Sedangkan beli bersih dilakukan asing di saham PT Indah Kiat Pulp and Paper Tbk (INKP) sebesar Rp 19 miliar dan PT PP Tbk (PTPP) sebesar Rp 11 miliar.
Sementara itu, bursa saham Asia mayoritas melemah pada perdagangan siang hari ini, di mana IHSG menjadi yang paling parah pelemahannya hari ini, sedangkan pelemahan terparah lainnya dialami oleh indeks saham Malaysia dan Filipina.
Hanya indeks KOSPI Korea Selatan dan indeks saham Thailand yang masih menguat pada perdagangan hari ini.

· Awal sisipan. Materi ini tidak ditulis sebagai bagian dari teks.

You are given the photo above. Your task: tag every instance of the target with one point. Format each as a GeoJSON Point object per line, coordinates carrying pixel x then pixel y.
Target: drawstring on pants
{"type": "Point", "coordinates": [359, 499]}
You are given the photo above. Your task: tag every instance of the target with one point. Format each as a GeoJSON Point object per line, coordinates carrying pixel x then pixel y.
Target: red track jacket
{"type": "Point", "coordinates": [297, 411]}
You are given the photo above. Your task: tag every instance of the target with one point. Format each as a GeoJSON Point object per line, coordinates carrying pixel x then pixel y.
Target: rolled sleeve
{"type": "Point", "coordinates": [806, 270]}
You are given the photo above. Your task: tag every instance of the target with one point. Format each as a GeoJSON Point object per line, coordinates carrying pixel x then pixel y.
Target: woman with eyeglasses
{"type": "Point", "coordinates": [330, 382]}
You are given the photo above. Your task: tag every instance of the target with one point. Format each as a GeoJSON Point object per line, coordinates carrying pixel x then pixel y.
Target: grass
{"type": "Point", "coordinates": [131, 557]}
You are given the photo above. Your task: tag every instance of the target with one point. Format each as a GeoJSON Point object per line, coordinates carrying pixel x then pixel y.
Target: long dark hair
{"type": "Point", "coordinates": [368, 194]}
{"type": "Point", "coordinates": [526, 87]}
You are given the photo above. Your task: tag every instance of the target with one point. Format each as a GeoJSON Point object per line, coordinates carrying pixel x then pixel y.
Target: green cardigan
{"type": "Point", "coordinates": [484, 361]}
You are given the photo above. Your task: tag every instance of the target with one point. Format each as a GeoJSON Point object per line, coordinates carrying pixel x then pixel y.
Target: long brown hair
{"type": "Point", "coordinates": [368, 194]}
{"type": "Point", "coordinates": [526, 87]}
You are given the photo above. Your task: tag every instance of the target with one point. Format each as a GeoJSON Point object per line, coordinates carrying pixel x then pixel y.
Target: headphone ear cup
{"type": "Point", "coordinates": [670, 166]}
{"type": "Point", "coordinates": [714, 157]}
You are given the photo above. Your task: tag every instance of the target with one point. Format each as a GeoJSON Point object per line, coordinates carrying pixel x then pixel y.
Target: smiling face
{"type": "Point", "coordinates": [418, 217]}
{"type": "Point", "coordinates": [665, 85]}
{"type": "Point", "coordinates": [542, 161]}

Koreksi di bursa nasional terjadi menyusul kombinasi tiga sentimen negatif dari dalam dan luar negeri yang menyergap bursa secara bersamaan. Sentimen negatif dari dalam negeri muncul dari wacana pengurangan investasi saham dan reksa dana BPJS Ketenagakerjaan (BP Jamsostek).
Sementara itu, risiko pelarian modal (capital outflow) kian membayang tekanan jual sejalan dengan kenaikan imbal hasil (yield) obligasi pemerintah Amerika Serikat (AS) bertenor 10 tahun ke posisi tertinggi selama 14 bulan yakni di level 1,7%.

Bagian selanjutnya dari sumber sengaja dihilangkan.